Before initiating the test, instruct participants to write down all relevant observations, particularly unexpected ones. Even if timing is not critical, recording the exact time of each person’s observations can assist in trouble shooting problems that may arise.
Documentation: Documentation will normally consist of the response matrix filled in with checks and initials of the party witnessing the event. These are compiled and merged onto one final test form by the commissioning authority. Using trend and alarm logs to document these tests may also be appropriate.
Standby Power Response Matrix
|Stum, principal at Summit Building Engineering, has more than 14 years of experience in commissioning. He specializes in large, complex facilities and in commissioning controls. He is a past recipient of the Benner Award and is a frequent speaker at the National Conference on Building Commissioning and at ASHRAE events.|
This article describes how a shutdown test should be specified by engineers in their design and construction drawings. It is based on a paper presented at the 2009 National Conference on Building Commissioning (NCBC), April 2009. The full paper, which includes how to manage the test, is available at no cost in the conference proceedings at www.peci.org/ncbc .
Example of shutdown test requirement
Whole-building integrated shutdown tests shall be conducted. This is not the test of the generator, which has been tested and accepted prior to this test. The objective of the building shutdown test is to verify that all equipment responds according to the power response matrix, including delays, timers, reset requirements, and all sequences of operation when power is dropped from the entire building or portion thereof, and when power is restored via the standby generators, and later when normal street power is restored.

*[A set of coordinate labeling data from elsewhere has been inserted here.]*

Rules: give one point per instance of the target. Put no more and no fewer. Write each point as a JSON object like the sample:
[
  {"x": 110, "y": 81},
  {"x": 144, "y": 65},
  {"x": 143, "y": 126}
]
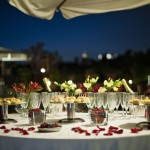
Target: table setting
[{"x": 111, "y": 119}]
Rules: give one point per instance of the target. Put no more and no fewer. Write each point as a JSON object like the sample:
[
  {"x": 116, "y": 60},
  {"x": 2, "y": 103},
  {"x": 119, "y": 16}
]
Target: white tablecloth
[{"x": 66, "y": 139}]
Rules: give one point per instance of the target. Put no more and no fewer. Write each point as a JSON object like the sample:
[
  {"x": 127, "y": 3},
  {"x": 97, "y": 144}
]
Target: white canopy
[{"x": 45, "y": 9}]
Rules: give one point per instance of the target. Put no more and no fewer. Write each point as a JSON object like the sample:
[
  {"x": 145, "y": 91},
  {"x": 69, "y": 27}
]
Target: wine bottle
[
  {"x": 128, "y": 89},
  {"x": 148, "y": 88},
  {"x": 47, "y": 83}
]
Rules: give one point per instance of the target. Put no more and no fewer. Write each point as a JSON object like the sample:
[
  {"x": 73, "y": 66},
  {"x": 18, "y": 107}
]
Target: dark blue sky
[{"x": 99, "y": 33}]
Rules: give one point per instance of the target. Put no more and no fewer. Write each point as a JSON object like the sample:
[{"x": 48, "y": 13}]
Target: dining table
[{"x": 67, "y": 138}]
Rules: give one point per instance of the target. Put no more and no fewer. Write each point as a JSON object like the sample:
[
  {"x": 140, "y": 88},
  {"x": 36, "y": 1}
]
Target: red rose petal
[
  {"x": 112, "y": 127},
  {"x": 108, "y": 134},
  {"x": 136, "y": 130},
  {"x": 6, "y": 131},
  {"x": 119, "y": 131},
  {"x": 31, "y": 129},
  {"x": 101, "y": 129},
  {"x": 24, "y": 132},
  {"x": 2, "y": 127}
]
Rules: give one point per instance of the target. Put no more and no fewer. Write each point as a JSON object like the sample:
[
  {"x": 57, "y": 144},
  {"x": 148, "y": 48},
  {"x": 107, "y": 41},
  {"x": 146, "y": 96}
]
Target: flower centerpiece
[
  {"x": 30, "y": 87},
  {"x": 111, "y": 86},
  {"x": 89, "y": 85},
  {"x": 23, "y": 91}
]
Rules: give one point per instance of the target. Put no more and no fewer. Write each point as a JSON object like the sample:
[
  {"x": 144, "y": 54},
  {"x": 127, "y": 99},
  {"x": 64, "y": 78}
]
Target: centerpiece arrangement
[{"x": 29, "y": 94}]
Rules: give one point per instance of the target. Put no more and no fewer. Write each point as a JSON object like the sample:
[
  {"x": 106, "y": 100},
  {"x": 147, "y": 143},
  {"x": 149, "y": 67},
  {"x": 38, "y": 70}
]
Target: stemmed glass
[
  {"x": 118, "y": 101},
  {"x": 45, "y": 98},
  {"x": 99, "y": 99},
  {"x": 35, "y": 100},
  {"x": 122, "y": 102},
  {"x": 57, "y": 106},
  {"x": 92, "y": 101},
  {"x": 111, "y": 100},
  {"x": 23, "y": 105}
]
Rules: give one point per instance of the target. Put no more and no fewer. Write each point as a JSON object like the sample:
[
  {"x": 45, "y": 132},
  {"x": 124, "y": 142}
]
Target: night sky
[{"x": 113, "y": 32}]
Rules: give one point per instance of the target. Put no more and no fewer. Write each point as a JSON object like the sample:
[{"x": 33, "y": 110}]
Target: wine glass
[
  {"x": 111, "y": 100},
  {"x": 56, "y": 106},
  {"x": 121, "y": 95},
  {"x": 99, "y": 99},
  {"x": 118, "y": 101},
  {"x": 35, "y": 100},
  {"x": 45, "y": 98},
  {"x": 92, "y": 101},
  {"x": 22, "y": 108}
]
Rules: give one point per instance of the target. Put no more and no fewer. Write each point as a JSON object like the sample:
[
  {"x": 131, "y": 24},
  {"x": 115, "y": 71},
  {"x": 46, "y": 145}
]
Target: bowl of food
[{"x": 47, "y": 127}]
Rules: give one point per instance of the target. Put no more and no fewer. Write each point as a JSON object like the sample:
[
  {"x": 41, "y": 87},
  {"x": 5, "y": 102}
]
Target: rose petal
[
  {"x": 2, "y": 127},
  {"x": 101, "y": 129},
  {"x": 6, "y": 131},
  {"x": 119, "y": 131},
  {"x": 31, "y": 129},
  {"x": 24, "y": 132},
  {"x": 112, "y": 127},
  {"x": 108, "y": 134}
]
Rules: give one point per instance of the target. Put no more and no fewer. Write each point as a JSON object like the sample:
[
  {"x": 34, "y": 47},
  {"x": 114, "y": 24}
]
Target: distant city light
[
  {"x": 109, "y": 56},
  {"x": 115, "y": 55},
  {"x": 43, "y": 70},
  {"x": 130, "y": 81},
  {"x": 84, "y": 55},
  {"x": 70, "y": 82},
  {"x": 100, "y": 56}
]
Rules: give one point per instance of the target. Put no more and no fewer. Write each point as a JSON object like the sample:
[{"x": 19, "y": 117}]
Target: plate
[{"x": 56, "y": 129}]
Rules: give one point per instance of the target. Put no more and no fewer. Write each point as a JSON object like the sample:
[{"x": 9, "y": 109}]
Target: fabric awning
[{"x": 45, "y": 9}]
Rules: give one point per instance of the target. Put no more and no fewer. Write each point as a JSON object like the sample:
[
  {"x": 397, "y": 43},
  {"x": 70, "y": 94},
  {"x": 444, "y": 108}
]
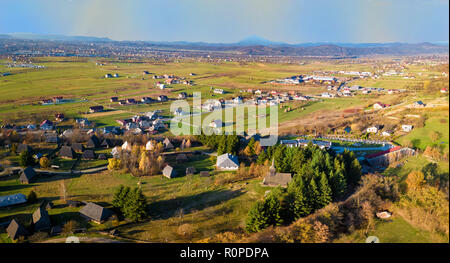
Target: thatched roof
[
  {"x": 27, "y": 175},
  {"x": 16, "y": 230},
  {"x": 227, "y": 161},
  {"x": 108, "y": 143},
  {"x": 12, "y": 200},
  {"x": 41, "y": 220},
  {"x": 167, "y": 144},
  {"x": 169, "y": 172},
  {"x": 67, "y": 152},
  {"x": 88, "y": 155},
  {"x": 190, "y": 170},
  {"x": 96, "y": 212},
  {"x": 93, "y": 142},
  {"x": 181, "y": 157},
  {"x": 24, "y": 147},
  {"x": 78, "y": 147}
]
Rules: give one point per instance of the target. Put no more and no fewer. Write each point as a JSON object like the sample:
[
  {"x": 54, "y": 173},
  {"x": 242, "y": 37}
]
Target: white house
[
  {"x": 216, "y": 124},
  {"x": 373, "y": 129},
  {"x": 407, "y": 128},
  {"x": 387, "y": 133},
  {"x": 227, "y": 161}
]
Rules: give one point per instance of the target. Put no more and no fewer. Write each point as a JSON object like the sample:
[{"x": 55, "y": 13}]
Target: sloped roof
[
  {"x": 67, "y": 151},
  {"x": 227, "y": 160},
  {"x": 93, "y": 142},
  {"x": 181, "y": 157},
  {"x": 96, "y": 212},
  {"x": 15, "y": 230},
  {"x": 27, "y": 175},
  {"x": 88, "y": 154},
  {"x": 41, "y": 219},
  {"x": 277, "y": 179},
  {"x": 12, "y": 200},
  {"x": 23, "y": 147},
  {"x": 78, "y": 147},
  {"x": 191, "y": 170},
  {"x": 169, "y": 171},
  {"x": 167, "y": 143},
  {"x": 107, "y": 143}
]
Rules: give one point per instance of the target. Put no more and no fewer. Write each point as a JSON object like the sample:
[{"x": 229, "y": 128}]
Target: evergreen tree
[
  {"x": 135, "y": 205},
  {"x": 313, "y": 195},
  {"x": 297, "y": 204},
  {"x": 120, "y": 197},
  {"x": 26, "y": 159},
  {"x": 325, "y": 191},
  {"x": 264, "y": 213}
]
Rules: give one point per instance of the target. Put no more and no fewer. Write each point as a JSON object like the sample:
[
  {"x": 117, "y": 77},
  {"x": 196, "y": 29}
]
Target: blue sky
[{"x": 227, "y": 21}]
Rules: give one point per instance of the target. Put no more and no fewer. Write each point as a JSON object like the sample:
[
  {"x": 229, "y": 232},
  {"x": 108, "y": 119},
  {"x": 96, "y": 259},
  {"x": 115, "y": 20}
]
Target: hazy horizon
[{"x": 287, "y": 21}]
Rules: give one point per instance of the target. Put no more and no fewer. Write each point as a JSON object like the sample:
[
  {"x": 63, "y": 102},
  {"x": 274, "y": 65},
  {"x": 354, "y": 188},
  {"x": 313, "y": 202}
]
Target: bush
[
  {"x": 32, "y": 197},
  {"x": 44, "y": 162},
  {"x": 70, "y": 227},
  {"x": 26, "y": 159}
]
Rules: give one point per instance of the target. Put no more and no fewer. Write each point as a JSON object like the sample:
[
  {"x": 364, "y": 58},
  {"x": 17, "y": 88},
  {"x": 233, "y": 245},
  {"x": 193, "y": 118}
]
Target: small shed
[
  {"x": 16, "y": 230},
  {"x": 190, "y": 170},
  {"x": 168, "y": 144},
  {"x": 93, "y": 142},
  {"x": 27, "y": 175},
  {"x": 181, "y": 158},
  {"x": 169, "y": 172},
  {"x": 96, "y": 213},
  {"x": 66, "y": 152},
  {"x": 41, "y": 220},
  {"x": 78, "y": 147},
  {"x": 88, "y": 155}
]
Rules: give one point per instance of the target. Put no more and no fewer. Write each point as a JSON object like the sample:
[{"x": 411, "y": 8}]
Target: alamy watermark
[{"x": 225, "y": 118}]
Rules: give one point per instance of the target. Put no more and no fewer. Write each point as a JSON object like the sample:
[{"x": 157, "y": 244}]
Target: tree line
[{"x": 319, "y": 178}]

Each installing subcontractor shall be responsible for pre-testing its equipment during a loss of power upstream from the local disconnect. Auto-resets and the actual procedures for manual resets shall be pre-tested.
The test shall be repeated for redundant equipment that was not tested during the first test by assigning the lag equipment as lead. This equipment may include chillers, cooling towers, pumps, CRACs, AHUs, XD units, and piping. That is, the test shall be conducted twice (assuming no deficiencies), though the second test of redundant equipment will document results only for the redundant and related equipment.
Documentation: The results shall be verified for most equipment by visual verification in the field. For some equipment like numerous small terminal unit controllers, queries and trend logs in the control system shall be acceptable. Written documentation shall be provided for all verifications on test forms and for lighting and electrical outlets on the electrical drawings.
Test process: The power is dropped from the building, the generator starts, and verification documentation continues until complete, confirming whether equipment responded according to the standby power response matrix. Then the normal power is restored and another round of verification is documented.
The entire test shall be repeated until all equipment functions properly.